ECONOMIC CRISIS IN PAKISTAN

Economic Crisis in Pakistan - Short Essay

ECONOMIC CRISIS IN PAKISTAN

How to resolve the issues

Ahmad Shakeel Babar

Pakistan is the 5th most populous country in the world, having an economy of over $245 billion. Being the only nuclear power from the Muslim world, its importance increases manifolds. However, it is, yet again, undergoing stagnant economic growth and hyper-inflation. Its GDP grew by only 3.8 percent – one of the lowest in the region – in 2018-19 whereas the inflation remained as high as 13 percent – one of the highest in the region. This macroeconomic crisis is mainly caused by inefficient domestic resource mobilization, current account deficit and loss of market confidence.

Revenue inadequacy is one of the main reasons for this economic meltdown. Tax-to-GDP ratio is hovering around 11.6 percent whereas only 1 percent of the population files annual income tax returns.  Insufficient revenue collection forces the government to obtain loans and seek bailouts, which further pushes the country into debt trap. Horizontal inequality of taxes amongst various sectors of the economy, narrow tax base, presence of huge informal economy – over 35 percent of the GDP – and capacity constraints of the tax administration are few of the reasons hampering sufficient revenue generation. Similarly, at times, spending side is also considered opaque and politically motivated giving reasons to the public to avoid taxes.

Second factor contributing to this stagnation emanates from current account deficit. Pakistan had kept its currency over-valued for years and it created huge demand for imported goods. This not only destroyed the local industry but also resulted in draining of hard-earned foreign exchange. Very limited export portfolio and severe energy crisis coupled with over-valued local currency further eroded whatever competitive edge the Pakistani products had in the international market. This trade imbalance rose to over $18 billion – 5.7 percent of the GDP – for financial year 2017-18, triggering balance of payment crisis for Pakistan.

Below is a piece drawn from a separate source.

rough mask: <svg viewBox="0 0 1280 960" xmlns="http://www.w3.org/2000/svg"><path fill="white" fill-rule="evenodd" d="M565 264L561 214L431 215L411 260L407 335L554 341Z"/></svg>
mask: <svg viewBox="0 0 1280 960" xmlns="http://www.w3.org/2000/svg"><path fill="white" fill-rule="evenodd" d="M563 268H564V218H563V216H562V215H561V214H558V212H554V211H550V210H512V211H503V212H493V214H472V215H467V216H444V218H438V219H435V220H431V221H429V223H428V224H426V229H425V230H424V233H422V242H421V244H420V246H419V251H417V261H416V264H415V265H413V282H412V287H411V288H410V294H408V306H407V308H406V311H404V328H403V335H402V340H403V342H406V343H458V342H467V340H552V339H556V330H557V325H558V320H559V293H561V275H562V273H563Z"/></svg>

Furthermore, some of the government policies also resulted into erosion of market confidence resulting in reduction of economic activity in the country. One such example is imposition of higher taxes on purchase of cars which reduced the demand. Consequently, the auto sector is forced to shut down plants for several days and lay-off its employees in order to cut its business costs. The move also affected the related vending and ancillary industry which not only hampered economic activity in the country but also reduced the very revenue for which the tax was imposed. Similarly, the PTI came to power with the slogan of ‘Corruption-free Pakistan’ and across-the-board accountability. However, the accountability process is largely seen as unbridled, politically motivated and ruthless which deteriorated the overall confidence of the business community. Such moves not only deter the new investors but also subdue the entrepreneurship.

Now, the remedial measures.

Despite being embroiled into one of the severe macroeconomic crises of its history, all is not over yet for Pakistan. The government should concentrate on expansion of tax net through digitization, data integration and country-wide surveys. It should also invest in the tax administration through provision of adequate resources to implement tax policies and development of the human resource in the tax administration. Secondly, export portfolio needs to be diversified so as to capture new international markets and gain competitive edge. Currency manipulation creates distortions which should be avoided. Moreover, tax policy needs to be aligned with the macroeconomic policy of the country. Tax is a by-product of economic growth therefore it should be economic policy driven, not the vice-versa. Tax policies should be devised in a way that they promote ease of doing business and entrepreneurship in the country.

In a nutshell, dual deficit, extremely narrow tax base and inappropriate policies triggered this economic crisis. However, with better governance and some policy interventions, the crisis can be averted. The silver lining is already there in the form of gradual improvement in the macroeconomic indicators coupled with government’s unshaken resolve for wide-ranging structural reforms.

The writer is a scholar of Public Policy at KDI School of Public Policy & Management, South Korea.